Nella norma presentata dal Governo delude anche il passo indietro sulle stabilizzazioni degli
apprendisti, per utilizzare nuovamente l’apprendistato, rimane al 50%, come previsto nel
documento del Consiglio dei Ministri, ma per i primi tre anni viene ridotto al 30% dal DDL
“Fornero”. Con queste disposizioni è improbabile che l'apprendistato diventi realmento il
principale strumento d'ingresso dei giovani nel mondo del lavoro e, nel contempo, non si
giustifica lo sperpero di oltre 2 miliardi di € solo nella parte instabile dell’apprendistato.

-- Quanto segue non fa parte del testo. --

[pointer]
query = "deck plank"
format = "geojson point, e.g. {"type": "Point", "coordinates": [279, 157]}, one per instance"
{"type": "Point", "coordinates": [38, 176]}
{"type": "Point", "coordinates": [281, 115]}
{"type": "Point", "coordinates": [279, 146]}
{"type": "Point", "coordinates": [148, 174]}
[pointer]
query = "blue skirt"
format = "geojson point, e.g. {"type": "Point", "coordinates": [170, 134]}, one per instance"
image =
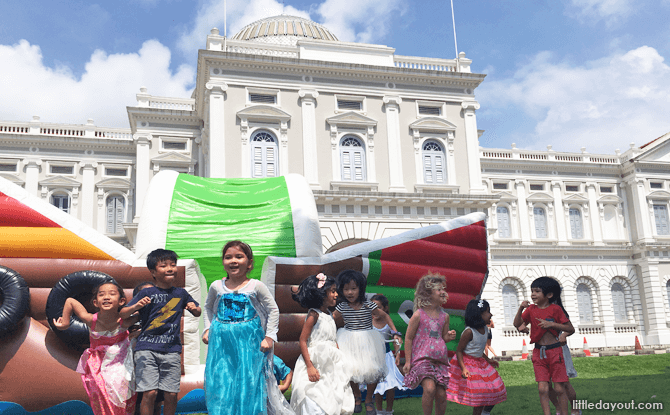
{"type": "Point", "coordinates": [234, 377]}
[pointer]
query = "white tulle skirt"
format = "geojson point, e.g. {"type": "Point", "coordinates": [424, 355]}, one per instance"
{"type": "Point", "coordinates": [366, 353]}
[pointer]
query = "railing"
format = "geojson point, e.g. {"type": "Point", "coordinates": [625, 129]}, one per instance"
{"type": "Point", "coordinates": [414, 62]}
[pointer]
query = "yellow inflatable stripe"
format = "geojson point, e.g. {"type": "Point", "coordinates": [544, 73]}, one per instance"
{"type": "Point", "coordinates": [46, 243]}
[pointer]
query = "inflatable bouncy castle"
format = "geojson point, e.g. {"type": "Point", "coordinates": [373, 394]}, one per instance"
{"type": "Point", "coordinates": [47, 255]}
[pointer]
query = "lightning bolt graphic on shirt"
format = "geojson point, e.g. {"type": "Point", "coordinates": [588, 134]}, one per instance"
{"type": "Point", "coordinates": [166, 312]}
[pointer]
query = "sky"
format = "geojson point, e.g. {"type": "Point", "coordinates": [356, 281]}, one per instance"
{"type": "Point", "coordinates": [566, 73]}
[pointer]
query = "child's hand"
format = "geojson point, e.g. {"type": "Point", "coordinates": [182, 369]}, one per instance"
{"type": "Point", "coordinates": [545, 324]}
{"type": "Point", "coordinates": [266, 344]}
{"type": "Point", "coordinates": [313, 374]}
{"type": "Point", "coordinates": [61, 324]}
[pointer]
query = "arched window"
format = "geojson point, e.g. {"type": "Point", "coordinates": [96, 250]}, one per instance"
{"type": "Point", "coordinates": [61, 201]}
{"type": "Point", "coordinates": [504, 230]}
{"type": "Point", "coordinates": [510, 303]}
{"type": "Point", "coordinates": [352, 157]}
{"type": "Point", "coordinates": [264, 155]}
{"type": "Point", "coordinates": [433, 163]}
{"type": "Point", "coordinates": [576, 228]}
{"type": "Point", "coordinates": [540, 216]}
{"type": "Point", "coordinates": [115, 214]}
{"type": "Point", "coordinates": [610, 227]}
{"type": "Point", "coordinates": [619, 303]}
{"type": "Point", "coordinates": [661, 219]}
{"type": "Point", "coordinates": [584, 304]}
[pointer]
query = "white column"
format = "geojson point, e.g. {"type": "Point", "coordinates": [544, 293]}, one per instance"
{"type": "Point", "coordinates": [310, 165]}
{"type": "Point", "coordinates": [595, 214]}
{"type": "Point", "coordinates": [560, 214]}
{"type": "Point", "coordinates": [32, 175]}
{"type": "Point", "coordinates": [142, 172]}
{"type": "Point", "coordinates": [217, 148]}
{"type": "Point", "coordinates": [524, 223]}
{"type": "Point", "coordinates": [88, 191]}
{"type": "Point", "coordinates": [392, 105]}
{"type": "Point", "coordinates": [472, 146]}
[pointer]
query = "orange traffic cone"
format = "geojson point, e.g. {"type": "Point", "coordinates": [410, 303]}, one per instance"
{"type": "Point", "coordinates": [587, 352]}
{"type": "Point", "coordinates": [638, 346]}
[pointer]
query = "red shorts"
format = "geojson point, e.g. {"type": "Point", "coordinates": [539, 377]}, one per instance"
{"type": "Point", "coordinates": [551, 368]}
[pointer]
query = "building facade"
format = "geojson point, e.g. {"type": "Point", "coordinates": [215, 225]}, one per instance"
{"type": "Point", "coordinates": [387, 143]}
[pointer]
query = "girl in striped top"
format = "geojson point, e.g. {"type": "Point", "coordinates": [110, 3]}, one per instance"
{"type": "Point", "coordinates": [360, 343]}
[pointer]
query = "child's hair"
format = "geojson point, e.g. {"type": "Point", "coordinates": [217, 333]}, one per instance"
{"type": "Point", "coordinates": [158, 255]}
{"type": "Point", "coordinates": [139, 287]}
{"type": "Point", "coordinates": [113, 282]}
{"type": "Point", "coordinates": [550, 285]}
{"type": "Point", "coordinates": [348, 275]}
{"type": "Point", "coordinates": [309, 295]}
{"type": "Point", "coordinates": [242, 246]}
{"type": "Point", "coordinates": [425, 287]}
{"type": "Point", "coordinates": [382, 300]}
{"type": "Point", "coordinates": [473, 313]}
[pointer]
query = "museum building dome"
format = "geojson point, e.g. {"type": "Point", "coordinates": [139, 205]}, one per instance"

Senza
che una parte degli attuali incentivi siano utilizzati per rendere più conveniente la stabilizzazione
c’è il serio rischio che l’utilizzo dell’apprendistato sia minore che nel passato.
Costo del lavoro:
Si condivide il principio di fare costare di più il lavoro parasubordinato e a partita iva per ridurre
gli abusi, ma la strada intrapresa è poco convincente e penalizzante per i lavoratori. Non s’incide, infatti, sulla parte importante del costo del lavoro (compensi e protezione sociale
40/50% di costo in meno rispetto ai dipendenti) e si aumenta l'aliquota previdenziale al 33%
che, in assenza di una regolazione dei compensi, viene scaricata sul reddito netto dei lavoratori.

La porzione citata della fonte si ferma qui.